Paris Hilton, who is apparently close friends with Kardashian, is another example of a reality TV mogul whose appeal is suspect. While both have both expressed regret for the way in which they gained notoriety, the fact still remains that the single-best career decision for both of their careers was a sex tape. What are we expected to take away from this point?

“I don’t know if [Kardashian is] an ideal candidate for ‘role model of the decade,’ but at least from what you see on TV today she’s not a bad example. She’s a prude, one-man, business-savvy entrepreneur,” said Wharton senior Brooke Hinton, overlooking Kardashian’s infamous video debut to the public.

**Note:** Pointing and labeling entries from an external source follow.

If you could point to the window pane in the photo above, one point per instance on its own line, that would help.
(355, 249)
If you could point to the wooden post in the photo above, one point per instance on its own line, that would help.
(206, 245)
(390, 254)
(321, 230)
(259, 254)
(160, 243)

Even President Barack Obama has made light of the fact that his daughters are big fans of Keeping up with the Kardashians. However, he isn’t quite granting the show his stamp of approval.

“Barack really thinks some of the Kardashians — when [Sasha and Malia] watch that stuff — he doesn’t like that as much,” First Lady Michelle Obama said at a roundtable interview recently when asked about what her children watch on TV.

Although many may disagree on the president’s policies on the economy, his judgment in this case is impeccable. The show — and Kardashian — lacks substance.

“I don’t get why we enjoy watching other people’s lives,” Bailey put it well. “It’s kind of stupid.”

Now, of course, I understand that most people wouldn’t consider Snooki or Mike “The Situation” from Jersey Shore to be role models, but at least they have personality. If nothing else, we should demand that the reality television programs we watch feature figures that are either easy to relate to or so outlandish that they make it ironically apparent that reality TV isn’t so real after all.

Think Flavor Flav’s Flavor of Love, in which the former rapper courted more than a dozen women in a Bachelor-esque fashion all in the pursuit of reality TV love. Or The Biggest Loser, in which overweight contestants compete among themselves to see who can lose the most weight, all while navigating food-temptation challenges designed to get the contestants to regress. These are the stories that deserve to be followed if we must partake in the circus that is reality TV.